During Walmart's October 2018 Investment Community meeting, multiple senior executives commented on the importance of AI to the company, which demonstrates the company's deep embrace of the technology. Below, I quote Walmart's CEO, CFO and CEO of eCommerce (Source: FactSet, subscription required).
Did you know we're using machine learning across the enterprise from our supply chain to real estate to merchandising to legal and more?
We're also implementing Intelligent Automation across the business with over 500 software automation bots using machine learning to complete manual and repetitive tasks in areas like accounts payable, payroll, benefits, logistics, and transportation. They allow our people to focus on more engaging work and also help reduce expenses. This is saving us an estimated $30 million a year.
Another example of a new approach to innovation is our new tech incubator in Austin, Texas, where we're working on analytics, AI and machine learning. It's a different approach that allows us to recruit some of the brightest minds to a tech hub to help us solve complex problems more efficiently and effectively.

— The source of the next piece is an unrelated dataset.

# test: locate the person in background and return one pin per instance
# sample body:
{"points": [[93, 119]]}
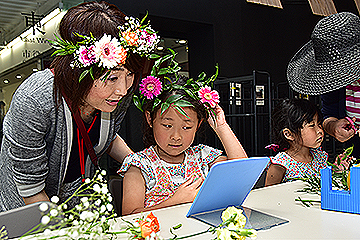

President and CEO of Walmart eCommerce:
So I think this really plays to Walmart's unique strengths around product and merchandising. So we're investing a lot in sort of the recommendation engine, we're investing a lot in the decision trees and we're seeing lots of conversations. And because these conversations are sort of today largely human powered, we're seeing exactly how people would ideally want to converse. We need those conversations because the more conversations we have, the closer we are to be able to use machine learning to automate it. So that's the long-term goal. Ten years from now, they're not going to be humans, we're going to have seen enough conversations that this will be automated.
If anyone still doubts management's commitment to AI, I once again quote WMT's VP of Merchandising Operations and Business Analytics, Galagher Jeff:
We’re making heavy investments in artificial intelligence and machine learning to grow our business. Why? Because we have to.
Over the years, Walmart has been investing in AI on a scale few companies can match, and it is not slowing down. I believe Walmart has what it takes to become an AI giant: financial resources, massive data assets and a committed management team that seems to understand the importance of AI in driving competitive advantage.
In my view, few investors are aware of Walmart's commitment to AI technology, and fewer still understand how AI could create sustainable competitive advantage for the company as described in this article. In the face of relentless competition from Amazon and massive opportunities that AI can unlock, WMT investors should remain patient with and cheer on the company's investments in AI.